Academic report of Haitian scholars


Reporter: Prof. Moody T. Chu


Report time: June 22, 2016 PM 13:30-15:30


Location: 508#room, Research and education building


Contact: DONG Bo (tel: 84708351-8313)


Report title and abstract: 

1.Title: Orthogonal Low Rank Tensor Approximation

Abstract: With the notable exceptions of two cases-that tensors of order 2, namely, matrices, always have best approximations of arbitrary low ranks and that tensors of any order always have the best rank-one approximation, it is known that high-order tensors may fail to have best low rank approximations. When the condition of orthogonality is imposed, even under the modest assumption that only one set of components in the decomposed rank-one tensors is required to be mutually perpendicular, the situation is changed completely-orthogonal low rank approximations always exist. The purpose of this paper is to discuss the best low rank approximation subject to orthogonality. The conventional high-order power method is modified to address the orthogonality via the polar decomposition. Algebraic geometry technique is employed to show that for almost all tensors the orthogonal alternating least squares method converges globally.


2.Title: Fej\'{e}r-Riesz Factorization: Challenges and Applications

Abstract: Given a Laurent polynomial with matrix coefficients that is positive semi-definite over the unit circle in the complex plane, the Fej\'{e}r-Riesz theorem asserts that it can always be factorized as the product of a polynomial with matrix coefficients and its adjoint. Such a notion includes the Cholesky decomposition as a trivial case and generalizes the notion of sums-of-squares. The challenge is at its numerical realization which has been long sought after in engineering applications. In this work, the simplest form of degree one factorization finds its application to the nonlinear matrix equation X+A^{*}X^{-1}A = Q. A suitable parametrization recasts the nonlinear equation as a linear Sylvester equation subject to unitary constraint. The Sylvester equation is readily obtainable from hermitian eigenvalue computation. The unitary constraint can be enforced by a hybrid of a straightforward alternating projection for low precision estimation and a coordinate-free Newton iteration for high precision calculation. This approach offers a complete parametrization of all solutions and, in contrast to most existent algorithms, makes it possible to find all solutions if so desired.


Brief introductio to the reporter: Prof.
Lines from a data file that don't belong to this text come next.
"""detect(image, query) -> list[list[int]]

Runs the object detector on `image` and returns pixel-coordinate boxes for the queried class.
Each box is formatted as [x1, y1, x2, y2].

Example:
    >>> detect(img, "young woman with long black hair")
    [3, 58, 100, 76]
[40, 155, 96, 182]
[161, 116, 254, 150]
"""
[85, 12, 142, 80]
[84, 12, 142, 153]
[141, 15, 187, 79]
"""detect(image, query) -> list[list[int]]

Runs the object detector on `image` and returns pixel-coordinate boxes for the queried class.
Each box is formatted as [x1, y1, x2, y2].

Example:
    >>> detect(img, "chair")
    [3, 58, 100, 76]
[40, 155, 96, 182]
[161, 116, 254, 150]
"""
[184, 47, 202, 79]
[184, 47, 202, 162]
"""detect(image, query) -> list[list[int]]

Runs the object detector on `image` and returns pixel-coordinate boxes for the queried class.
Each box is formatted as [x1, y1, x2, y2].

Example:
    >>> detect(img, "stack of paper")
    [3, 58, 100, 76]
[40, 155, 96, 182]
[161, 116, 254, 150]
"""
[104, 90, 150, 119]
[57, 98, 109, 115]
Moody T. Chu's research directions include numerical algebra, eigenvalue inverse problem, numerical solution methods of ODE and so on. Prof. CHU has already published more than one hundred SCI retrival papers, which include the top journals such as SIAM Review (three papers), Acta Numerica (two papers). As an editor of the top journal of computational mathematics, SIAM Journal on Matrix and Applications and reviewers in dozens of journals, he has published a monograph in Oxford University press, and been invited to make speeches in international conferences many times.



School of Mathematical Sciences, Dalian University of Technology 

June 20, 2016